Your team switches from Jira to Linear. In a hardcoded orchestrator, this is a migration — rip out Jira API calls, replace them with Linear's GraphQL, re-test scheduling logic, hope nothing breaks. In Sortie, you change tracker.kind: linear in WORKFLOW.md. The orchestrator, the persistence layer, the retry system, and the reconciliation loop don't know the difference. They work with Issue and TrackerAdapter, same as before.

Your bet on Claude Code doesn't pan out and you move to Codex. Same story: change agent.kind: codex in WORKFLOW.md. The same workflow definitions, the same lifecycle hooks, the same budget controls, the same stall detection apply. The orchestrator's relationship with the agent hasn't changed — only the adapter behind the interface.
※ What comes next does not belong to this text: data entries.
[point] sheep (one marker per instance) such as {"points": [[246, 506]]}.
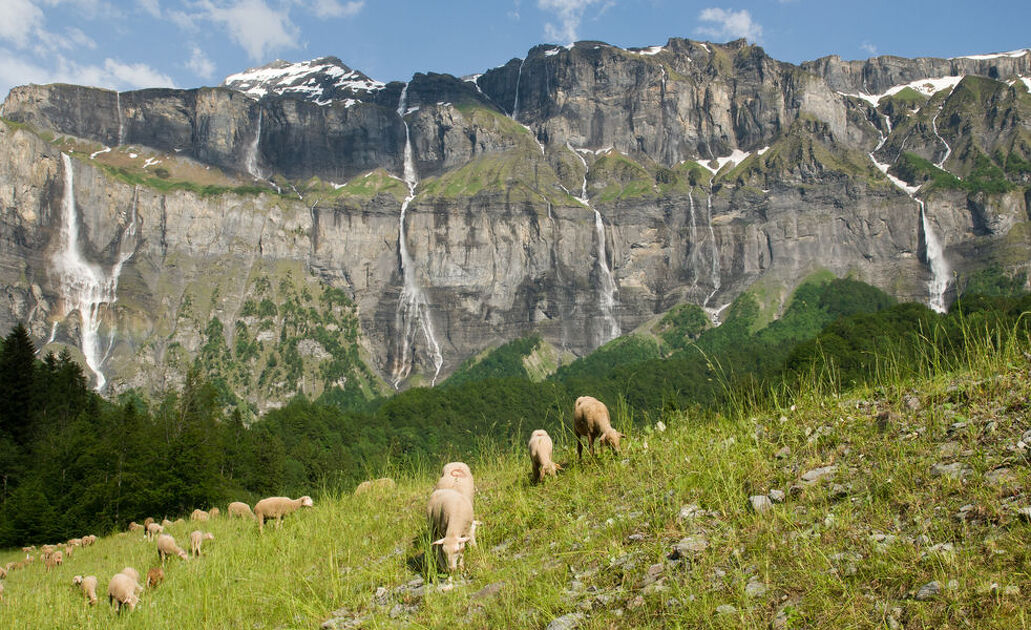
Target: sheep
{"points": [[153, 530], [450, 516], [123, 590], [89, 587], [591, 420], [167, 546], [155, 576], [457, 475], [197, 537], [53, 560], [241, 509], [277, 507], [540, 455], [374, 486]]}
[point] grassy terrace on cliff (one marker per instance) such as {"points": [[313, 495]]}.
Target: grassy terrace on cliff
{"points": [[900, 509]]}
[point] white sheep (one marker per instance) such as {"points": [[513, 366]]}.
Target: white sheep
{"points": [[89, 587], [167, 546], [197, 537], [276, 507], [239, 508], [123, 590], [591, 420], [540, 455], [450, 516]]}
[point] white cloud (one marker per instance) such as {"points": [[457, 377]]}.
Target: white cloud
{"points": [[200, 64], [22, 20], [256, 27], [335, 8], [728, 24], [569, 13]]}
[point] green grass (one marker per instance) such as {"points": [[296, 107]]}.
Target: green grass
{"points": [[586, 540]]}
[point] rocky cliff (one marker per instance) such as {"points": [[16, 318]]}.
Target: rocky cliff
{"points": [[304, 227]]}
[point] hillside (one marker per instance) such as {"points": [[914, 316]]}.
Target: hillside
{"points": [[887, 491]]}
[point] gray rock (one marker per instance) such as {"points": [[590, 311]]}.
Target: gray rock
{"points": [[566, 622], [761, 503], [929, 591]]}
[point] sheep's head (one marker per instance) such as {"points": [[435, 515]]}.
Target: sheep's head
{"points": [[453, 549], [612, 438]]}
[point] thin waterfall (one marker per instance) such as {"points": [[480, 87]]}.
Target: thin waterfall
{"points": [[411, 305], [84, 285]]}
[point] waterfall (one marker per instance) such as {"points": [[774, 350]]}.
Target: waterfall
{"points": [[84, 286], [118, 104], [519, 77], [936, 260], [935, 253], [713, 244], [411, 304], [252, 159], [607, 289]]}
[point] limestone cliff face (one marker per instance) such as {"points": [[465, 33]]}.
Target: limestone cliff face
{"points": [[256, 228]]}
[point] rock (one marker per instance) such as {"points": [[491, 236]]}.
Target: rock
{"points": [[929, 591], [815, 475], [955, 470], [761, 503], [566, 622]]}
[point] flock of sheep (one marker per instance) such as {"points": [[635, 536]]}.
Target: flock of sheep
{"points": [[450, 514]]}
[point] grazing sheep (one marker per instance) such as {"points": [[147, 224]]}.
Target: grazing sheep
{"points": [[374, 486], [591, 420], [450, 516], [457, 475], [123, 590], [167, 546], [241, 509], [540, 455], [197, 537], [276, 507], [153, 530], [53, 560], [155, 576], [89, 588]]}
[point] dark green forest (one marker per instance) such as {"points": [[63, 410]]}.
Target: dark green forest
{"points": [[72, 462]]}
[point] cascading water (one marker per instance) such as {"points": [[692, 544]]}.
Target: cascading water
{"points": [[607, 289], [934, 251], [252, 159], [411, 304], [84, 285]]}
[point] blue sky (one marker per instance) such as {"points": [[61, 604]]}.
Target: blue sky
{"points": [[136, 43]]}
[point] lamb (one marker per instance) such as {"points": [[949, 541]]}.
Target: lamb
{"points": [[591, 420], [155, 576], [540, 455], [153, 530], [241, 509], [277, 507], [167, 546], [123, 590], [89, 587], [374, 486], [450, 516], [457, 475], [197, 537]]}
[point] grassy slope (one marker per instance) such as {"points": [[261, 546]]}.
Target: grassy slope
{"points": [[847, 556]]}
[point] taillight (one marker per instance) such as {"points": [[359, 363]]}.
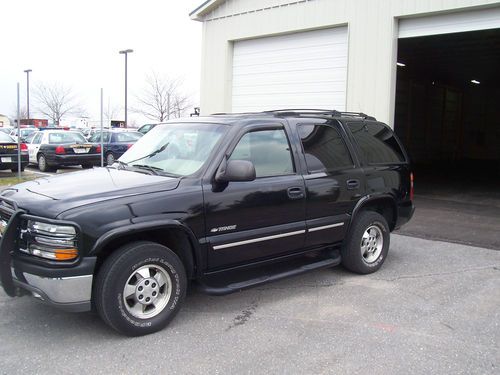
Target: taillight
{"points": [[411, 186]]}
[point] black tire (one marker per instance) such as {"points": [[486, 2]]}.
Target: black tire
{"points": [[42, 164], [14, 170], [120, 269], [110, 158], [363, 255]]}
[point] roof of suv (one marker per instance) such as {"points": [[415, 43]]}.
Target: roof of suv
{"points": [[282, 113]]}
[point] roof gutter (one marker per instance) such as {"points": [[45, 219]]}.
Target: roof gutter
{"points": [[204, 8]]}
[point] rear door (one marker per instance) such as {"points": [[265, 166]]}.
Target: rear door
{"points": [[258, 219], [334, 182]]}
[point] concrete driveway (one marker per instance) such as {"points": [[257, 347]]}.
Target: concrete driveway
{"points": [[434, 308]]}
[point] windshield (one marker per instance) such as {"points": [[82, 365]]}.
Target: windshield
{"points": [[66, 137], [127, 136], [179, 149]]}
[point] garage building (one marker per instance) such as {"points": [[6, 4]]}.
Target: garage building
{"points": [[429, 69]]}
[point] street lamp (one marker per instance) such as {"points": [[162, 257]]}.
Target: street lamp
{"points": [[126, 52], [27, 71]]}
For contributors, the barrier is correspondingly low. Adding a tracker adapter for an internal issue system means implementing eight methods in one package. You don't need to understand the orchestrator's state machine, the retry backoff formula, or the reconciliation algorithm. The interface tells you what the orchestrator needs; the existing adapters show you the pattern. The adapter tests verify you satisfy the contract.

The design bet underlying all of this: the agent and tracker landscape will keep churning. New tools will appear. Existing tools will change their APIs. Teams will switch providers. Sortie's response is to make adapters disposable and the orchestration core stable. You adopt the orchestrator once. Adapters come and go.